What are all reasons due to which a node on cluster goes in unhealthy state?
Based on my limited understanding it generally happens when the HDFS utilization on the given node goes beyond a threshold value. This threshold value is defined with max-disk-utilization-per-disk-percentage property.
I have observed at times when a memory intensive spark job is triggered on spark-sql or using pyspark nodes go to unhealthy state. Upon further looking I did ssh on the node that was in unhealthy state and discovered that actually dfs utilization was less that 75% and the value that was set for the above mentioned property was 99 on my cluster.
So I presume there is some other fact that I am missing which basically causes this behavior.

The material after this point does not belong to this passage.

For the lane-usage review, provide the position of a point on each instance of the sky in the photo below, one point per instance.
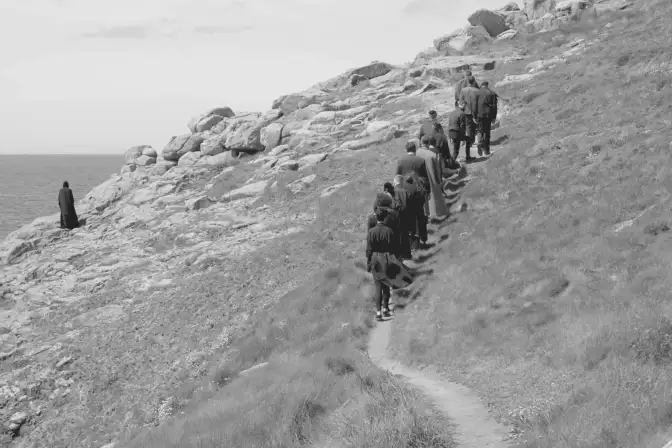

Thanks in advance for your help.
Manish Mehra
YARN Nodemanager on each hadoop node(slave) will mark the node unhealthy based on heuristics determined by health-checker. By default it will be Disk checker. If set, it can also an external health checker.
The default Disk Checker
checks the free disk space on node and is if the disk(s) go over 90% it will mark the node unhealthy. (which is default and set in yarn.nodemanager.disk-health-checker.max-disk-utilization-per-disk-percentage )
In your case, You seem to be checking HDFS usage which span across nodes. You need to verify the disk utilization on individual nodes using "df -h" to check the disk usage on that node. If you see a volume like /mnt/ going over 99% , then it will be marked unhealthy.
You will need to find out top directories occupying most disk space and make appropriate actions accordingly. HDFS, which will use the disk(s) on the nodes (set using dfs.data.dir), can cause the nodes unhealthy if its utilization is very high during a job run. However, the nodes can go unhealthy without a high HDFS utilization.